Timelike 2: everything fails all the time

2013-02-18

In the previous post, I described an approximation of Heroku’s Bamboo routing stack, based on their blog posts. Hacker News, as usual, is outraged that the difficulty of building fast, reliable distributed systems could prevent Heroku from building a magically optimal architecture. Coda Hale quips:

Really enjoying @RapGenius’s latest mix tape, “I Have No Idea How Distributed Systems Work”.

Coda understands the implications of the CAP theorem. This job is too big for one computer–any routing system we design must be distributed. Distribution increases the probability of a failure, both in nodes and in the network itself. These failures are usually partial, and often take the form of degradation rather than the system failing as a whole. Two nodes may be unable to communicate with each other, though a client can see both. Nodes can lie to each other. Time can flow backwards.

CAP tells us that under these constraints, we can pick two of three properties (and I’m going to butcher them in an attempt to be concise):

Consistency: nodes agree on the system’s state.
Availability: the system accepts requests.
Partition tolerance: the system runs even when the network delays or drops some messages.

In the real world, partitions are common, and failing to operate during a partition is essentially a failure of availability. We must choose CP or AP, or some probabilistic blend of the two.

There’s a different way to talk about the properties of a distributed system–and I think Peter Bailis explains it well. Liveness means that at every point, there exists a sequence of operations that allows the “right thing” to happen–e.g. “threads are never deadlocked” or “you never get stuck in an infinite loop”. Safety means the system fails to do anything bad. Together, safety and liveness ensure the system does good things on time.

With this in mind, what kind of constraints apply to HTTP request routing?

The system must be partition tolerant.
The system must be available–as much as possible, anyway. Serving web pages slower is preferable to not serving them at all. In the language of CAP, our system must be AP.
But we can’t wait too long, because requests which take more than a minute to complete are essentially useless. We have a liveness constraint.
Requests must complete correctly, or not at all. We can’t route an HTTP POST to multiple servers at once, or drop pieces of requests on the floor. We have a safety constraint.

It’s impossible to do this perfectly. If all of our data centers are nuked, there’s no way we can remain available. If the network lies to us, it can be impractical to guarantee correct responses. And we can let latencies rise to accommodate failure: the liveness constraint is flexible.

Finally, we’re real engineers. We’re going to make mistakes. We have limited time and money, limited ability to think, and must work with existing systems which were never designed for the task at hand. Complex algorithms are extraordinarily difficult to prove–let alone predict–at scale, or under the weird failure modes of distributed systems. This means it’s often better to choose a dumb but predictable algorithm over an optimal but complex one.
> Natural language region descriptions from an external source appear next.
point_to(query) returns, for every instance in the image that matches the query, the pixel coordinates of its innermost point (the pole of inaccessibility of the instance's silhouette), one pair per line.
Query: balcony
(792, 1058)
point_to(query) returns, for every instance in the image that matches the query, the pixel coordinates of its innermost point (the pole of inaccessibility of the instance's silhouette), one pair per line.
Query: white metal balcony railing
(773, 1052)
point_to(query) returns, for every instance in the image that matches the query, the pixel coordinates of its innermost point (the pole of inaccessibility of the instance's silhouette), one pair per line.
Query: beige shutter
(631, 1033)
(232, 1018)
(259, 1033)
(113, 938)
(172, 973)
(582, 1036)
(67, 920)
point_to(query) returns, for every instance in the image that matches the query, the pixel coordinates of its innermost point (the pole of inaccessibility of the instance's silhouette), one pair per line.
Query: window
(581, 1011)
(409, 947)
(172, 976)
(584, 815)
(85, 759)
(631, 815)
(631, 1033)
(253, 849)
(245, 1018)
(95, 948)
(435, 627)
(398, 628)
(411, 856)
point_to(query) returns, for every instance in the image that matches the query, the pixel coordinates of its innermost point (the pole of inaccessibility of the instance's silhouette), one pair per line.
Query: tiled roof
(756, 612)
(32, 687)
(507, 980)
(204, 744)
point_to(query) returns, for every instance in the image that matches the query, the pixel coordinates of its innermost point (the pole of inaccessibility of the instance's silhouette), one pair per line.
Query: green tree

What I want to make clear is that Heroku is full of smart engineers–and if they’re anything like the engineers I know, they’re trying their hardest to adapt to a rapidly changing problem, fighting fires and designing new systems at the same time. Their problems don’t look anything like yours or mine. Their engineering decisions are driven by complex and shifting internal constraints which we can’t really analyze or predict. When I talk about “improved routing models” or “possible alternatives”, please understand that those models may be too complex, incompatible, or unpredictable to build in a given environment.

Dealing with unreliability

Returning to our Bamboo stack simulation, I’d like to start by introducing failure dynamics.

Real nodes fail. We’ll make our dynos unreliable with the faulty function, which simulates a component which stays online for an exponentially-distributed time before crashing, then returns error responses instead of allowing requests to pass through. After another exponentially-distributed outage time, it recovers, and the process continues. You can interpret this as a physical piece of hardware, or a virtual machine, or a hot-spare scenario where another node spins up to take the downed one’s place, etc. This is a fail-fast model–the node returns failure immediately instead of swallowing messages indefinitely. Since the simulations we’re running are short-lived, I’m going to choose relatively short failure times so we can see what happens under changing dynamics.

(defn faulty-dyno []
  (cable 2
    ; Mean time before failure of 20 seconds, and
    ; mean time before resolution of one second.
    (faulty 20000 1000
      (queue-exclusive
        (delay-fixed 20
          (delay-exponential 100
            (server :rails))))))

Again, we’re using a pool of 250 dynos and a poisson-distributed load function. Let’s compare an even load balancer with a pool of perfect dynos vs a pool of faulty ones:

(test-node "Reliable min-conn -> pool of faulty dynos."
  (lb-min-conn
    (pool pool-size
      (faulty-dyno)))))

.                     Ideal dynos       95% available dynos
Total reqs:           100000            100000
Selected reqs:        50000             50000
Successful frac:      1.0               0.62632
Request rate:         678.2972 reqs/s   679.6156 reqs/s
Response rate:        673.90894 reqs/s  676.74567 reqs/s
Latency distribution:
Min:                  24.0              4.0
Median:               93.0              46.5
95th %:               323.0             272.0
99th %:               488.0             438.0
Max:                  1044.0            914.0

Well that was unexpected. Even though our pool is 95% available, over a third of all requests fail. Because our faulty nodes fail immediately, they have smaller queues on average–and the min-conns load balancer routes more requests to them. Real load balancers like HAProxy keep track of which nodes fail and avoid routing requests to them. Haproxy uses active health checks, but for simplicity I’ll introduce a passive scheme: when a request fails, don’t decrement that host’s connection counter immediately. Instead, wait for a while–say 1 second, the mean time to resolution for a given dyno. We can still return the error response immediately, so this doesn’t stop the load balancer from failing fast, but it will reduce the probability of assigning requests to broken nodes.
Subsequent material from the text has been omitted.